More than half of NF voters must now vote for Mr Sarkozy if he is to stand a chance of beating Mr Hollande.

“Given these results, Sarkozy is finished,” said Gerard Grunberg, a political analyst. “His fate is in the hands of Marine Le Pen and she will do nothing to help him, on the contrary.”

Despite finishing second, Mr Sarkozy last night said the race was closer than previously suggested and invited those who “love their country to join me”.

He immediately addressed key electoral issues raised by Miss Le Pen, seeking to capitalise on their vote. “This anxiety, this suffering, I know them, I understand them,” he said. “They concern our borders, outsourcing, control of immigration, work, security, for them and their families. I know that in this fast moving world, the concern of our patriots to preserve their way of life is the key issue in this election.”
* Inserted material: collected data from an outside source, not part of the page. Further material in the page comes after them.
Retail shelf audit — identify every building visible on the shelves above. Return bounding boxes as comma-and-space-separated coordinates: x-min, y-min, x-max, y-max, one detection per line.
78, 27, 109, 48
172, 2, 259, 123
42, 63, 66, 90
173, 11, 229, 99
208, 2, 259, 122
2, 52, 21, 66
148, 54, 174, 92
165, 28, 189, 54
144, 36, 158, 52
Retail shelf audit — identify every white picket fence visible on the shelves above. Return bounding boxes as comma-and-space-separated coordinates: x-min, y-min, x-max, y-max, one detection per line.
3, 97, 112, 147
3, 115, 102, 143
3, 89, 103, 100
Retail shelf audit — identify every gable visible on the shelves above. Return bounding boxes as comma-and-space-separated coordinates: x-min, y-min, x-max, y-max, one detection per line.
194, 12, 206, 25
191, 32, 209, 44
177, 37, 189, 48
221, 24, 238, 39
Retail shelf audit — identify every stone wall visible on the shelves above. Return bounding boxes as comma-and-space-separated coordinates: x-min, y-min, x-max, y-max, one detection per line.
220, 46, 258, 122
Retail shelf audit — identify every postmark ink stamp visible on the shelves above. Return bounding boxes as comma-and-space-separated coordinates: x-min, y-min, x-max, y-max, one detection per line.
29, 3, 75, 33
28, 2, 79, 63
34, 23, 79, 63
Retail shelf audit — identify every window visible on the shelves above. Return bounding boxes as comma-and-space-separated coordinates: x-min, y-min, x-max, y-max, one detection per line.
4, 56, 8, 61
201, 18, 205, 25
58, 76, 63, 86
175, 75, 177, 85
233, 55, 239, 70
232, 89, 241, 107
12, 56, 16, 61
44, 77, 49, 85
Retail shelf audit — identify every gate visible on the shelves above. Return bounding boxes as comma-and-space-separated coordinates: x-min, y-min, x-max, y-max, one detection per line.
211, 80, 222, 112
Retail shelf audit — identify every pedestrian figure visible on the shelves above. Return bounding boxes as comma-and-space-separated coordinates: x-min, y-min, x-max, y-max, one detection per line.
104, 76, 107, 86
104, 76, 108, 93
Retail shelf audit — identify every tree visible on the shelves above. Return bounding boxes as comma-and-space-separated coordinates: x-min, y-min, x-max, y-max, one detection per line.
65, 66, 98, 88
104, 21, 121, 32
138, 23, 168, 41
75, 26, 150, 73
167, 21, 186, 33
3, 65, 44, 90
The prospect of victory for Mr Hollande has meanwhile sent jitters round the City of London, amid concerns that he will relax efforts to cut France’s debt and deficit and shave its bloated state sector.

However, those fears were partially assuaged last night as the Communist-backed Left Front candidate, Jean-Luc Mélenchon, fared worse than expected, winning 10.5-13 per cent of the vote.

François Bayrou, the Centrist candidate and “third man” of the 2007 campaign, failed to break the expected 10 per cent mark. His electorate is still crucial for Mr Sarkozy, however.

“This is an election that will weigh on the future of Europe. That’s why many people are watching us,” said Mr Hollande after voting in Tulle, a town in central France in a department where he is MP.